Thursday, January 9, 2014

Kelroy/Crary/TheFollowing


Today I finished reading Kelroy. The dramatic incidents comes thick and fast in this final section of the story, but not before an episode involving the Gurnets, a nouveau riche family who are the focus of an unusually comic moment in an otherwise dark novel thanks to their ridiculous aspirations to mix with the well-bred. The episode is a reminder of the fact that, although the majority of the novel depicts the upper class as an internally divided group, they are perfectly capable of closing ranks and sneering at their inferiors when required to do so. On the whole, however, intra-class conflict is the focus of the novel’s conclusion. The relationship between Emily and Kelroy comes to a disastrous conclusion when she receives a letter apparently written by Kelroy that declares that he no longer cares for her. Emily is devastated by this news, and to make matters worse, soon after Mrs. Hammond dies of a stroke that robs her of the power to communicate, even though she seems desperate in her last hours to communicate something. We find out what that is when Emily later finds evidence that the letter she received from Kelroy was in fact written by Marney, who turns out to be conveniently adept at imitating others’ handwriting, so much so, that he also wrote a letter to Kelroy in Emily’s hand, declaring that she was no longer interested in him. Worse still, the originator of this plot was Mrs. Hammond, Emily’s own mother, consumed by her hatred of Kelroy. Traumatized by this betrayal, Emily soon dies and Kelroy, after he learns of both the plot and Emily’s death, dies in a shipwreck. A sop is thrown to the reader when the book ends with Emily’s friend, Helen Cathcart, marrying Dunleavy, but this ‘happy ending’ serves only to accentuate the cynicism and darkness of this novel. Despite the similarities of Rebecca Rush’s work to that of her contemporary Jane Austen (Kelroy was published in between Sense and Sensibility and Pride and Prejudice), Rush’s treatment of the relationship between love, marriage, and money is much more bleak, and satisfyingly so.

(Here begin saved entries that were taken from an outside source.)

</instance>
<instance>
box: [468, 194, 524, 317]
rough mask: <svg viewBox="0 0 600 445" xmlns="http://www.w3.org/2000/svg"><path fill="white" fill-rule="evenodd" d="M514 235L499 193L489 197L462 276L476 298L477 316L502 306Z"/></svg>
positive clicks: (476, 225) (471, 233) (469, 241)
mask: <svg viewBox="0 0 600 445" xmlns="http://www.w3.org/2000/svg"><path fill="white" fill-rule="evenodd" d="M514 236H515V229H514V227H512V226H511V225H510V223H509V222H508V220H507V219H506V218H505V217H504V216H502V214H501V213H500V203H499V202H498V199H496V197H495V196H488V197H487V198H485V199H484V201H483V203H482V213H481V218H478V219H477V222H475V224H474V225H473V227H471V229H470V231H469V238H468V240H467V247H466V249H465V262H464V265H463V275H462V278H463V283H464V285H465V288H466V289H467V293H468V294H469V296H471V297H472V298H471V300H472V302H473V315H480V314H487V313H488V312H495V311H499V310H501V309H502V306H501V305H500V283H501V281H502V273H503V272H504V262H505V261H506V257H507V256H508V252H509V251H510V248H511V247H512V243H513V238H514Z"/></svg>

I also read the next fifty pages of Jonathan Crary’s 24/7: Late Capitalism and the Ends of Sleep. Crary provides the following useful definition of what he means by a 24/7 culture: “In its despoliation of the rich textures and indeterminations of human time, 24/7 simultaneously incites an unsustainable and self-liquidating identification with its fantasmatic requirements; it solicits an open-ended but always unfinished investment in the many products for facilitating this identification.” In many ways, ‘products’ turns out to be the most important word in that quote, because Crary’s main focus in this section of the book is on the various forms of (online/digital) technology that facilitate the expansion of 24/7 culture. Crary is undoubtedly correct to challenge the facile techno-optimism that has all too often greeted the advent of the internet age. The problem, however, is that Crary goes too far in the other direction. Not exactly Luddite, Crary is definitely a techno-pessimist, and perhaps even technophobic. Typically, such a negative attitude toward technology is accompanied by a negative attitude toward its users, who feature only as more or less passive drones. Crary disallows completely the possibility of transformative and politically progressive forms of technological usage and in doing so massively oversimplifies the problems and challenges that a 24/7 culture undoubtedly creates.

In the third and fourth episodes of The Following, we learn more about Carroll’s followers, who are a motley crew of individuals who fall under his spell when they visit him repeatedly in prison (sidenote: the maximum security facility that houses Carroll has one of the most open-door policies in penal history. I’ve seen malls that were harder to get into than Carroll’s visiting room). One of the interesting things about this part of the series is that Carroll being back in prison allows (actually, necessitates) that more attention be paid to developing the characters of the followers. This is mostly done on a sparingly ‘need to know’ basis, with the exception of Emma (the nanny) and Jacob and Paul (the ‘gay neighbors’). The question of the sexual orientation and behavior of these three characters comes in for special attention, especially the issue of whether or not Jacob and Paul are actually gay. On one level, this issue is unambiguous in the sense that it’s made very clear that they were pretending to be gay in order to trick their neighbor (Carroll’s victim). On the other hand, it’s also made clear that they did have sex while they were ‘undercover,’ so to speak, and it’s also strongly implied that Paul may in fact be in love with Jacob. Moreover, Jacob and Paul are referred to repeatedly as the ‘gay neighbors’ in the ‘story so far’ review that begins each episode. This is a very clear example of ‘The Following’ trying to have its cake and eat it, too: the notion of gay serial killers is formally repudiated, presumably to avoid accusations of homophobia, and yet the killers are still ‘queered’ as sexually deviant. More generally, network tv crime drama once again shows its preference for the combination of sex AND violence as its default mode.